135 lines (109 loc) · 5.9 KB

TT Metalium Mistral 7B Inference API

⚠️ WARNING: DO NOT RUN THIS MODEL FOR NOW ⚠️

This model is currently disabled as it has been linked to hardware failures that can permanently damage cards. Please do not attempt to run it until further notice.

The issue appears to be connected to blown FETs (Field Effect Transistors) that can disable cards. The root cause is being investigatd and this notice will be udpated once the model is confirmed to be safe to run.

This implementation support the model: https://huggingface.co/mistralai/Mistral-7B-Instruct-v0.2

Quick Run

If you're starting from scratch or the quick run is not working see the setup section below. Otherwise for a quick run follow the below:

Docker Run - Mistral 7B inference server

# create JWT secret to later be used to authenticate user requests via the decoding of Authorization
export JWT_SECRET=<your-secure-secret>
cd tt-inference-server
# make sure if you already set up the model weights and cache you use the correct persistent volume
export PERSISTENT_VOLUME=$PWD/persistent_volume/volume_id_tt-metal-mistral-7bv0.0.2
docker run \
  --rm \
  -it \
  --env-file tt-metal-mistral-7b/.env.default \
  --cap-add ALL \
  --device /dev/tenstorrent:/dev/tenstorrent \
  --env JWT_SECRET=${JWT_SECRET} \
  --env WH_ARCH_YAML=wormhole_b0_80_arch_eth_dispatch.yaml \
  --env SERVICE_PORT=7000 \
  --volume ${PERSISTENT_VOLUME}:/home/user/cache_root:rw \
  --volume /dev/hugepages-1G:/dev/hugepages-1G:rw \
  --volume ./tt-metal-mistral-7b/src:/mnt/src \
  --shm-size 32G \
  --publish 7000:7000 \
  ghcr.io/tenstorrent/tt-inference-server/tt-metal-mistral-7b-src-base:v0.0.3-tt-metal-v0.52.0-rc33 

in another terminal

export AUTHORIZATION="Bearer $(python scripts/jwt_util.py --secret ${JWT_SECRET?ERROR env var JWT_SECRET must be set} encode '{"team_id": "tenstorrent", "token_id":"debug-test"}')"
python test_inference_api.py

Setup

Tested starting condition is from a fresh installation of Ubuntu 20.04 with Tenstorrent system dependencies installed.

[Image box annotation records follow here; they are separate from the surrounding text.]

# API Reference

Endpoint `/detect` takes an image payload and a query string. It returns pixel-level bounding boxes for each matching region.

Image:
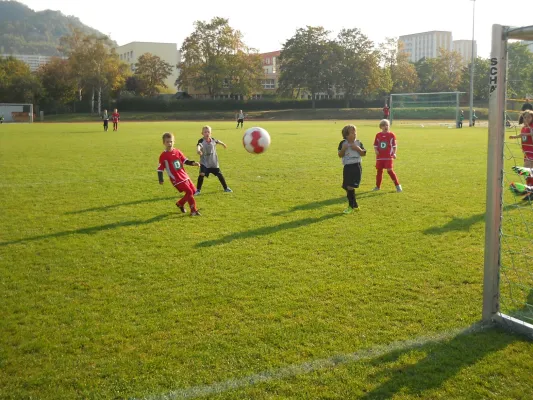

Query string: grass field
[0,121,533,399]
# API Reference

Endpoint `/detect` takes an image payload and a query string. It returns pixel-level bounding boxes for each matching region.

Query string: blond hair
[163,132,174,142]
[379,119,390,128]
[341,124,357,139]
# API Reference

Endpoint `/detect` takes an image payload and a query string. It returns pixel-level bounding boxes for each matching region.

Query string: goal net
[483,25,533,337]
[0,103,33,122]
[389,92,469,127]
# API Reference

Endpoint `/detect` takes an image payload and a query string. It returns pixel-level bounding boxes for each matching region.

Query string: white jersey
[338,139,365,165]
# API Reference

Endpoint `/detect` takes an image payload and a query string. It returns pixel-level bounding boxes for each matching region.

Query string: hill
[0,1,116,56]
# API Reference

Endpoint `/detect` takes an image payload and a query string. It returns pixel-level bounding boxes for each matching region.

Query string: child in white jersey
[338,125,366,214]
[195,125,233,195]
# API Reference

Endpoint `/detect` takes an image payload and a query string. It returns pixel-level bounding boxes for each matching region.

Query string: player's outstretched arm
[511,165,533,178]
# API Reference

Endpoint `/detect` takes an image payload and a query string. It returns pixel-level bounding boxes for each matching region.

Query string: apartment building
[452,40,477,65]
[115,42,181,90]
[398,31,452,62]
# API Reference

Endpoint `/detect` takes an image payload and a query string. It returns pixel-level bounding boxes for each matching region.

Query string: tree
[227,49,264,96]
[176,17,263,97]
[279,26,336,108]
[507,42,533,99]
[459,57,490,101]
[134,53,172,96]
[334,28,384,107]
[37,58,77,108]
[0,57,42,103]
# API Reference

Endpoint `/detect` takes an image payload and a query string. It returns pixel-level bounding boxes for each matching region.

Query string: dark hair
[341,125,357,139]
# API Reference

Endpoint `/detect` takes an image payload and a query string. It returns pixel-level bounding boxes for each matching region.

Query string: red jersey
[157,149,189,185]
[520,125,533,160]
[374,132,396,160]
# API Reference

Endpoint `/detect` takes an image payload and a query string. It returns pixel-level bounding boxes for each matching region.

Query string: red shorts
[174,179,196,193]
[376,160,393,169]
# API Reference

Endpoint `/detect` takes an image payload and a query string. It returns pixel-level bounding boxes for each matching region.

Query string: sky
[15,0,533,58]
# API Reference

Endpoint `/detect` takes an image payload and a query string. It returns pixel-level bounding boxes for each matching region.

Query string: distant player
[383,103,390,119]
[457,110,465,128]
[157,132,200,217]
[194,125,233,196]
[518,99,533,124]
[373,119,402,192]
[111,108,120,131]
[102,110,109,132]
[337,125,366,214]
[236,110,244,129]
[509,110,533,201]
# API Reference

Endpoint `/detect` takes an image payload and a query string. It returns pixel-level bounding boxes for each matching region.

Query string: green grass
[0,121,533,399]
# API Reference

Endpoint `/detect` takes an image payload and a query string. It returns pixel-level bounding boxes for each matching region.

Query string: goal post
[389,92,465,127]
[0,103,33,123]
[482,25,533,337]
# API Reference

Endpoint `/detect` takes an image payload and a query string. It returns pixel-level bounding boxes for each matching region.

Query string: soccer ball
[242,126,270,154]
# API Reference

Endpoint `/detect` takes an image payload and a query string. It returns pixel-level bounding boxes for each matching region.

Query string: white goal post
[482,25,533,337]
[389,92,464,127]
[0,103,33,123]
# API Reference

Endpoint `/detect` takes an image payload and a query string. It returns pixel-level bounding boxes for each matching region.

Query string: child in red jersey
[157,132,200,216]
[111,108,120,131]
[373,119,402,192]
[509,110,533,201]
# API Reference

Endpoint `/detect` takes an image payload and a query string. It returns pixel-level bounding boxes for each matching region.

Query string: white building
[453,40,477,65]
[398,31,452,62]
[0,54,66,72]
[520,40,533,53]
[115,42,181,88]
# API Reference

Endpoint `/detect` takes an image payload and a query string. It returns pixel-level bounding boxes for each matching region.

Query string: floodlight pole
[469,0,476,126]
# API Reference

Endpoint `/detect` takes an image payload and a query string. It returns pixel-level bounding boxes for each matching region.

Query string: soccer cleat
[522,193,533,201]
[511,165,533,178]
[509,182,533,195]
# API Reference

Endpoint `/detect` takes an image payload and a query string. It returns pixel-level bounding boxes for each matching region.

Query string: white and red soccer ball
[242,126,270,154]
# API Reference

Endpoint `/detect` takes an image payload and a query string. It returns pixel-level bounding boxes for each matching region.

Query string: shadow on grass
[360,328,522,399]
[424,204,517,235]
[0,213,172,247]
[271,191,383,216]
[65,196,176,215]
[195,213,343,247]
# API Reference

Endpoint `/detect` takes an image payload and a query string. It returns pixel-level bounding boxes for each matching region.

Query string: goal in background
[483,25,533,337]
[0,103,33,123]
[389,92,469,127]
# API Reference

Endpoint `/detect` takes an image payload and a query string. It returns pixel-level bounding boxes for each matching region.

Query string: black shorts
[200,164,221,178]
[342,163,363,190]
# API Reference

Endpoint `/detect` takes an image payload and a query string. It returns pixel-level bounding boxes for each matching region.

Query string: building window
[261,79,276,89]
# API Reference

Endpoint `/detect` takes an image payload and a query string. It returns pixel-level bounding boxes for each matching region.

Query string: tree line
[0,17,533,112]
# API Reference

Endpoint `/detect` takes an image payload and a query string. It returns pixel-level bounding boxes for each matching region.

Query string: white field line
[142,324,487,400]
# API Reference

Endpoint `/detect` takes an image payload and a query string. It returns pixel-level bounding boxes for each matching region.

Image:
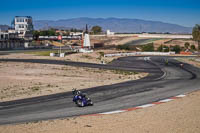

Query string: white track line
[158,99,174,103]
[99,110,126,115]
[137,104,155,108]
[176,95,186,98]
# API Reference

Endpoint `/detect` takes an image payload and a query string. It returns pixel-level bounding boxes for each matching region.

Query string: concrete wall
[91,34,192,39]
[104,52,175,57]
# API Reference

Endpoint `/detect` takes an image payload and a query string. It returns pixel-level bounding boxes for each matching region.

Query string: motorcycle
[72,89,93,107]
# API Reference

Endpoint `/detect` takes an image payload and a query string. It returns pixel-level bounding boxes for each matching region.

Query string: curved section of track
[0,57,200,124]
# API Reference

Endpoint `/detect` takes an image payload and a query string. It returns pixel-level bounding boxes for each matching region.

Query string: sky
[0,0,200,27]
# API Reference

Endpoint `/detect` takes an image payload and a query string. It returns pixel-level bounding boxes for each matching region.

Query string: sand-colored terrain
[0,54,147,101]
[0,91,200,133]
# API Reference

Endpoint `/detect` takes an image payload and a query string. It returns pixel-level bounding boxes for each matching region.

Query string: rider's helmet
[72,89,77,95]
[76,91,81,95]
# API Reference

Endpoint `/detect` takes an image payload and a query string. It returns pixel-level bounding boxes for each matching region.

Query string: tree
[172,45,181,54]
[184,42,190,49]
[157,45,169,52]
[192,24,200,50]
[33,30,40,40]
[92,26,102,34]
[142,43,154,52]
[190,45,196,50]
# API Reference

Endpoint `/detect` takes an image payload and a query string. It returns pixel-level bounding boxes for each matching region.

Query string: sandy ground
[0,54,147,101]
[0,51,200,133]
[0,91,200,133]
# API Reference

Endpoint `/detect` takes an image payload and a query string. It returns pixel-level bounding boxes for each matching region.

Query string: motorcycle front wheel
[76,100,84,107]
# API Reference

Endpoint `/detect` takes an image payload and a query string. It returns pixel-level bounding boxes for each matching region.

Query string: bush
[157,45,169,52]
[172,45,181,54]
[117,45,130,50]
[184,42,190,49]
[190,45,196,50]
[142,43,154,52]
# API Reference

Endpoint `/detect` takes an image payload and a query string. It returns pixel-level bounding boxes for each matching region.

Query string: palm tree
[192,24,200,50]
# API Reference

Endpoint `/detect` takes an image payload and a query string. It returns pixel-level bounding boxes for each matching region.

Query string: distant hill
[0,25,9,31]
[34,18,192,33]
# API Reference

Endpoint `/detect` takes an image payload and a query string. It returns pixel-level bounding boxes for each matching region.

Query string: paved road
[0,57,200,125]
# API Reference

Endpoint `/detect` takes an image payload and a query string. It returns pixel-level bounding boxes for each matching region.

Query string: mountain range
[33,17,192,33]
[0,25,9,31]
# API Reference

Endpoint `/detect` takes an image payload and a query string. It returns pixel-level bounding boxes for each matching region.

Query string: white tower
[83,33,91,48]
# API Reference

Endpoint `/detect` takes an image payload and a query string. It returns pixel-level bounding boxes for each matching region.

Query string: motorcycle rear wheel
[76,100,84,107]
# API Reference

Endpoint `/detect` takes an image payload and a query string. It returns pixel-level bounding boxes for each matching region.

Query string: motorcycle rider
[72,89,87,99]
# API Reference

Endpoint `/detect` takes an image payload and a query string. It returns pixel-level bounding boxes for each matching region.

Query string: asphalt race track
[0,56,200,125]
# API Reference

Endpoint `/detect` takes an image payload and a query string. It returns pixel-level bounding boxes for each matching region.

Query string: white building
[14,16,33,38]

build docker container (for development)

cd tt-inference-server
cd tt-metal-mistral-7b
docker build -t ghcr.io/tenstorrent/tt-inference-server/tt-metal-mistral-7b-src-base:v0.0.1-tt-metal-v0.52.0-rc33 -f mistral7b.src.base.inference.v0.52.0-rc33.Dockerfile .

# build with code server
docker build -t ghcr.io/tenstorrent/tt-inference-server/tt-metal-mistral-7b-src-base:v0.0.1-tt-metal-v0.51.0-rc29-cs -f mistral7b.src.base.inference.v0.51.0-rc29-cs.Dockerfile .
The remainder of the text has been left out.